Back in the day when you wanted to purchase real estate, if you were working, and had money to close on the home and smiled at your banker, your chances of getting a mortgage loan were fairly high. In some instances this is still the case, but by and large mortgage loans are more and more challenging to secure. Lenders are looking at and requiring astronomical amounts of information to be submitted with your loan application. What this means to you is you need to be well prepared for the process to take longer both for you to gather all of the additional information and for the lending institution to review it all and seek additional home buying advice.
When your buying a home with a loan, you should be prepared to provide pay stubs for a certain amount of months, bank statements for a few months, tax returns for up to two to three years, and have your employment verified in the beginning of the process as well as at closing. The minimal credit scores for a home loan are fluctuating greatly but usually bounce around in the 600’s for an FHA loan. You should check with your lender for today’s requirements for credit scores. Also, your total debt to income ratio is measured to see if you can stay under their magic number which is a percent and usually can’t exceed the high thirties. You want to avoid any costly mistakes, so do your research.!

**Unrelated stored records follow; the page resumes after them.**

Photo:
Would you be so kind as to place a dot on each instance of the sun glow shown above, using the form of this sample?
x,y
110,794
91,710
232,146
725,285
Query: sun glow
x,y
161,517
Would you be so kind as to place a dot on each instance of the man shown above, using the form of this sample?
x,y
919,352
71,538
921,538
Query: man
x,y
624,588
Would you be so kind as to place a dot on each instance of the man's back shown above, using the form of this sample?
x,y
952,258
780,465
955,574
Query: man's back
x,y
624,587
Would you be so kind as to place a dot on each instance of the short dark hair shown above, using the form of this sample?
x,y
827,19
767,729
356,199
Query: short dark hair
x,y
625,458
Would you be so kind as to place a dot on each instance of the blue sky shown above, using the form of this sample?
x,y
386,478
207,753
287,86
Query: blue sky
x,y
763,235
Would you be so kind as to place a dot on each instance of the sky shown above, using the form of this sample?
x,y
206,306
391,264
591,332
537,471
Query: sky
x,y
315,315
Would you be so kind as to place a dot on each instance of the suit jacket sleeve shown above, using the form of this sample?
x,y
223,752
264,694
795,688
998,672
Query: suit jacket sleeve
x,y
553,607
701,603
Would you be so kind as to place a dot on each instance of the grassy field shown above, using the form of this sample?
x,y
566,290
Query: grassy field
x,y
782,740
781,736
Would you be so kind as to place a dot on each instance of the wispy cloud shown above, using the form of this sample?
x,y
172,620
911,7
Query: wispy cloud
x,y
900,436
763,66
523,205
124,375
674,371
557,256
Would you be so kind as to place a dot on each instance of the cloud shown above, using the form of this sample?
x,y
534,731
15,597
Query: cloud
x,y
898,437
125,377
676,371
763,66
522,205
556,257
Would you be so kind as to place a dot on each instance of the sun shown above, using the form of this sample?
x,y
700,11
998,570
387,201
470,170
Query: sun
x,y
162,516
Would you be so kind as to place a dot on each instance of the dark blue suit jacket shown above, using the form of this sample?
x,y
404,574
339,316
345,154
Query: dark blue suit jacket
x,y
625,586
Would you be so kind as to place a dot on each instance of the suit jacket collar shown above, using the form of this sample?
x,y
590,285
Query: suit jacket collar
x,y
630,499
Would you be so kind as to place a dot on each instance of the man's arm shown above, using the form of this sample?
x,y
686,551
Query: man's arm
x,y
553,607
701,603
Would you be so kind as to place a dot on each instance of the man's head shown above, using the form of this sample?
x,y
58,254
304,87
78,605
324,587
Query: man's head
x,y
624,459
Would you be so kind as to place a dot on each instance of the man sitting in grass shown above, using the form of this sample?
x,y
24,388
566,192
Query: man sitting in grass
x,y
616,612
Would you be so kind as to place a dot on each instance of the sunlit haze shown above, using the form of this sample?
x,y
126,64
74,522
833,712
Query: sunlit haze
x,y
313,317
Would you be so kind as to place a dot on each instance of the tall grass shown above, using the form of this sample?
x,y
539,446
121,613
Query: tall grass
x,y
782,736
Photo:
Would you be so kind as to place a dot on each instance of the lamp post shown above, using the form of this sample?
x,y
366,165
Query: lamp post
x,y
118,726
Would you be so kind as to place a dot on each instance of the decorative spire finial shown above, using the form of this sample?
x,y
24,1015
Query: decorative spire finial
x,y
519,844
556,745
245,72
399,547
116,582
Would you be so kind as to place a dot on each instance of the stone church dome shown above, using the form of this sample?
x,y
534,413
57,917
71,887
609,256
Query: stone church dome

Why this information is important for the lender to collect is so the lender can sell your loan easily. The screening process is crucial for them and ensuring that the underwriter of the loan was critical of any risks. If you’ve closed on a loan in the last decade or so you probably noticed that one lender funded your loan and by the time the first payment is called due, you get a letter saying your loan was sold off and you are to pay the new lender.
Since our real estate housing crisis, lenders have been even very stringent in the requirements because if a loan goes south now they are going to exhaust all efforts to find out why. Investigating any possible reasons why this loan could not be paid in a timely manner is common practice now. They will review everything from the underwriting process to financial records submitted that were possibly fraudulent. In the end, it is inevitable that the lenders generally get their clocks cleaned on homes in default that go into foreclosure and they quite simply aren’t in a position to risk their capital on a bad loan.
At the end of the day this sounds like a lot of work but the bottom line is, the advanced requirements are to protect the banks interest in ensuring the loan can be paid off. It also protects your best interest to ensure that you do not get in over your head on a loan that has no chance of being paid and sending you into foreclosure.